The campaign he ran, and he acknowledged this himself when he was asked about it, was that he was angry. He was very much focused on why we need to have, as he says, "less Trudeau." Not only was his messaging very much directed against Trudeau, but he took some shots at the other candidates in the race, too — I would say more than they did [at him]. The kind of campaign he was running, there was definitely a populist thread to it. There was this sense of "you’re not getting the government you deserve, things could be better for us." And he started it off with this "Taking Canada Back" slogan, which I think raised a lot of eyebrows as people said, "well, where do you think Canada has gone?" At first, I wasn’t sure if that message was going to resonate with people.

I think the person he was during the campaign was different than the person he was on Sunday at 1:30 a.m. when he was delivering his victory speech. He was much more positive, much more inclusive, much more about building a big tent. He was clearly speaking to people who would not normally vote Conservative or hadn’t before or maybe hadn’t voted before. The tone of his remarks was totally different. So this is something that I think any Conservative leader  and leaders in the past — since the parties were merged — have to figure out. Winning the Conservative leaedership is very different from winning the country.

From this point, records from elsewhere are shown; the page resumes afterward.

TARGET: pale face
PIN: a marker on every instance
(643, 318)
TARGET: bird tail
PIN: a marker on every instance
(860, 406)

So what does he have to change in order to make himself a viable candidate for prime minister, because the party obviously wants him to win? This is the first time apart from Andrew Scheer — whose leadership was short — that someone other than Harper has tried to lead the merged party. So I think we’re still trying to figure out if this merged party at the federal level is a viable project if Harper is not running it.

With a confidence vote promised by the Liberal government this fall, O'Toole could have a chance at running for prime minister soon. If he somehow unseats the Trudeau government during a federal election, what are the key changes Canadians could expect?

Conservatives have different ideas around taxing and spending, first and foremost. I wonder what they’ll do with things like child benefits and pensions. You know, one of the first things Trudeau did when he came in in 2015 was to change child benefits and change pensions. The Conservatives had just finished putting that in place and they topped it up before the election. So a program like that, I wonder how it might change under a Conservative government. I wonder how the social safety net could look different.

The other thing to consider is that the Liberal stamp on this stuff is going to be changed a lot by the fact that Chrystia Freeland has taken over as finance minister. She has a different approach to economics, wealth, growth, prosperity and equity than [Bill] Morneau did. Which is not meant as a criticism or endorsement of either of them; they are just different. I think she will swing to the left, which will leave a space for O’Toole to put forward a set of economic policies that are more fiscally conservative. So we could see in an election to very contrasting visions of what Canada is and how we should rebuild post-COVID.